Die Ergebnisse der Auswertung fielen sehr eindeutig aus. Den mit Abstand höchsten Einfluss auf die Weiterempfehlungsbereitschaft der Beschäftigten hat die Arbeitsatmosphäre.
Weitere sogenannte weiche Kriterien, wie Vorgesetztenverhalten und die Qualität der internen Kommunikation, unterstützen die Bereitschaft zur persönlichen Abgabe von Empfehlungen. Gehalt und Work-Life-Balance haben im Vergleich einen deutlich geringeren Einfluss auf die Empfehlungsbereitschaft.
Unter den arbeitsplatzbezogenen Merkmalen sind es in erster Linie Aspekte selbstbestimmten Arbeitens („Flexible Arbeitszeit“ und „Flexible Nutzung von Arbeitsbereichen“), die sich positiv auf die Weiterempfehlungsquote auswirken. In Kombination haben sie einen ebenso starken Einfluss wie das Verhalten von Vorgesetzten. Positive Bewertungen erhielten Arbeitgeber außerdem dann, wenn ein signifikanter Zusammenhang zwischen der Möglichkeit zur flexiblen Nutzung unterschiedlicher Arbeitsbereiche und der erlebten Qualität der internen Kommunikation bestand.

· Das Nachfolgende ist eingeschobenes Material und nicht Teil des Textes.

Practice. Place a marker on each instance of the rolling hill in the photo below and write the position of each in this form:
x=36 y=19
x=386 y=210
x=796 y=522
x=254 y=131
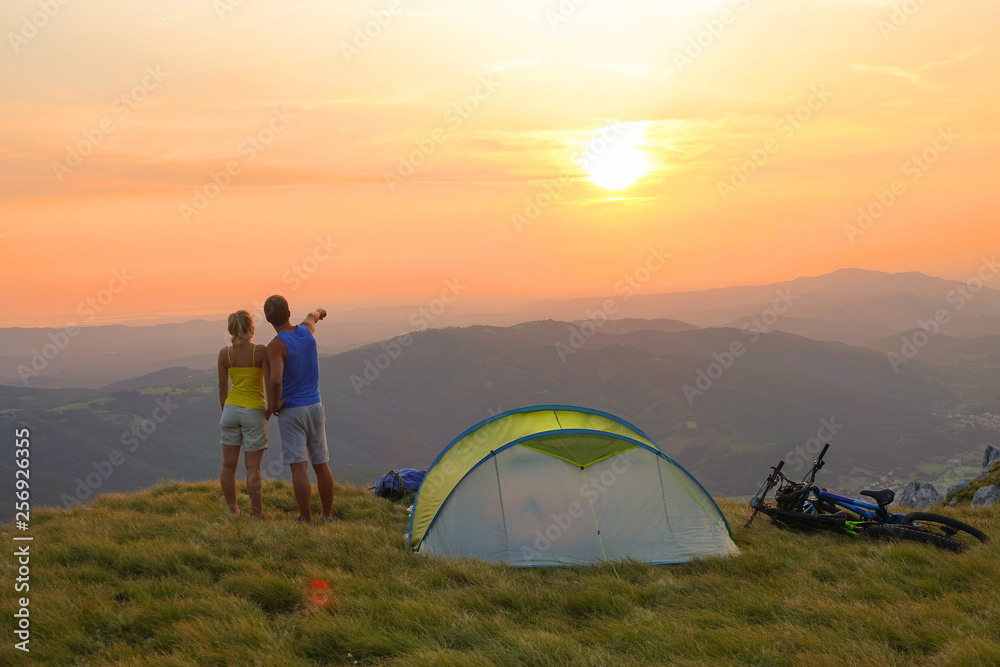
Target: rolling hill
x=392 y=405
x=162 y=578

Teil 2: Qualitative Analyse
Um die Ergebnisse für die Arbeit von Personalabteilungen nutzbar zu machen, stellten Radermacher und Herdejürgen im zweiten Teil der Studie die Frage, wie sich eine positive Arbeitsatmosphäre erzeugen lässt. Dafür nutzten Sie die Tatsache, dass Arbeitnehmer auf kununu.com aufgefordert werden, ihre Bewertungen durch Eingabe eines kurzen Textes zu erläutern. Aus 44.000 Kommentaren, die 2019 im Zusammenhang mit der Arbeitsatmosphäre abgegeben wurden, zogen die beiden Forscherinnen eine Zufallsstichprobe von 1.788 Beiträgen, die sie anschließend einer genauen Analyse unterzogen.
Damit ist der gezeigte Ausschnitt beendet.